E’ tutto sulle spalle di Gabriele Artistico, per cui questa stagione allo Spezia rischia di diventare quella della consacrazione in serie B. Dopo un inizio stentato, il calciatore della Lazio non ha solo trovato i gol – sono 5 nelle ultime sette da titolare – ma anche la capacità di giocare per la squadra che gli era mancata a inizio stagione. E’ il più grande punto di forza della gestione Donadoni, che da parte sua lo schiera nello stesso 3-5-2 con cui D’Angelo aveva impostato la squadra nell’anno e mezzo precedente, ma con un’evidente differenza di rendimento.
Per un Artistico che sboccia c’è tuttavia da notare come attorno a lui si faccia il vuoto. Fuori causa Skjellerup e Di Serio per infortunio, ancora tutta da decifrare la situazione di Lapadula, rimane in pratica il solo Vlahovic. Il rendimento del serbo è qualcosa che spiazza anche il più indomito dei pessimisti. Ingabbiato nelle difese della cadetteria, per lui il salto dalla serie C dove aveva fatto sfracelli si sta rivelando traumatico. In media gli capita un’occasione a partita, la spreca e poi esce dalla contesa.
In vista della sfida contro il Monza si presenta il problema che sia Artistico che Vlahovic sono reduci da due partite in quattro giorni. Il numero 9 le ha giocate per intero: oltre 180 minuti in campo lottando come un leone, con un impegno fisico importante. Il giovane dell’Atalanta solo 135 minuti, ma comunque è impensabile possa giocare da solo là davanti. Donadoni, nel finale di Padova, ha provato addirittura ad avanzare Valoti, con scarsi risultati.

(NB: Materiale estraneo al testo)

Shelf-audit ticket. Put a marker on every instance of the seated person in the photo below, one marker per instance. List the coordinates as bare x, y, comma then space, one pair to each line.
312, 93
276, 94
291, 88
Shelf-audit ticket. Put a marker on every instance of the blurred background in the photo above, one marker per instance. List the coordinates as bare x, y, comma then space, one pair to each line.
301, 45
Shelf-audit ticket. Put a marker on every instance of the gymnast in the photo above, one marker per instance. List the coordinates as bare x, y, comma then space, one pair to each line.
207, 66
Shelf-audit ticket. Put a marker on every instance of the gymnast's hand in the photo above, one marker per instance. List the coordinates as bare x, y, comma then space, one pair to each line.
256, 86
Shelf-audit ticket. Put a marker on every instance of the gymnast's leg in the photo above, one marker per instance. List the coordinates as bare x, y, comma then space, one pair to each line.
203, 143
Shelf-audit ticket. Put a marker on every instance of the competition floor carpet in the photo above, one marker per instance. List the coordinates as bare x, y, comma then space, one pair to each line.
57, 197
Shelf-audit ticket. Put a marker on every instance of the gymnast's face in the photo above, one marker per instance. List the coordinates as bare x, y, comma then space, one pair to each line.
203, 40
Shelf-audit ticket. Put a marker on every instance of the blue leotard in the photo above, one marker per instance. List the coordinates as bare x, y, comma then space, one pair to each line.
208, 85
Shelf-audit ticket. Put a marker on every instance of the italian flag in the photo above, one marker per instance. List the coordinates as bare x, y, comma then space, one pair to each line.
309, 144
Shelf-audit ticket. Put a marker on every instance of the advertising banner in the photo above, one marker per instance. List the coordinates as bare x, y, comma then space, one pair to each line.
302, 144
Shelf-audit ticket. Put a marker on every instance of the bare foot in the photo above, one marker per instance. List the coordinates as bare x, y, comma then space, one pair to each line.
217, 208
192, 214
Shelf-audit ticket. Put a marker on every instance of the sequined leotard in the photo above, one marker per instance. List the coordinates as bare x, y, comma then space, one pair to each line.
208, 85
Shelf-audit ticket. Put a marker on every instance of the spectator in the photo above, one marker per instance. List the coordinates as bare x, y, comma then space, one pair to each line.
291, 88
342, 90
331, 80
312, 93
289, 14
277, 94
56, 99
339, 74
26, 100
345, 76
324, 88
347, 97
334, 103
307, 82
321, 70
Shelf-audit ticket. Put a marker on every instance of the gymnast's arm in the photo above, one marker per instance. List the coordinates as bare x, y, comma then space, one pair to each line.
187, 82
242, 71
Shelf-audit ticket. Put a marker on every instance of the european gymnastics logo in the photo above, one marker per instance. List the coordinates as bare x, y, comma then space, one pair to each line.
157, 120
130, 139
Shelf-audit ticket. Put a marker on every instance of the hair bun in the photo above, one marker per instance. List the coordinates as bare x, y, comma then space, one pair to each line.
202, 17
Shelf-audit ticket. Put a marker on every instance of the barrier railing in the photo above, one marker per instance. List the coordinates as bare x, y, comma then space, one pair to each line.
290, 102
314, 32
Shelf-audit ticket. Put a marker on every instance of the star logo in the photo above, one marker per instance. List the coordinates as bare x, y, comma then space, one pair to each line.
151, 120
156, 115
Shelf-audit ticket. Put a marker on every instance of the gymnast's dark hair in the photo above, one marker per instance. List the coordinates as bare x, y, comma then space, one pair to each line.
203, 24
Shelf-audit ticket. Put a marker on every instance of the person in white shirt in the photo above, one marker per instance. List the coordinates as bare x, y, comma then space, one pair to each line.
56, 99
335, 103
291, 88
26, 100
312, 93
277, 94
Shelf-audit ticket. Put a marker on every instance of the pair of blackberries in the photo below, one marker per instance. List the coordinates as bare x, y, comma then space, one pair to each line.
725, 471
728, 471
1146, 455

Partito Soleri, finito alla Sampdoria, e anche Verde a calciomercato italiano già finito ( un gol e un assist nelle prime tre partite con il Karagumruk in Turchia) in panchina rimane in pratica solo il gioiellino della squadra primavera Gioele Conte, 18 anni, che nel campionato giovanile ha segnato 14 reti in diciassette presenze e tuttavia non ha ancora esordito con i professionisti.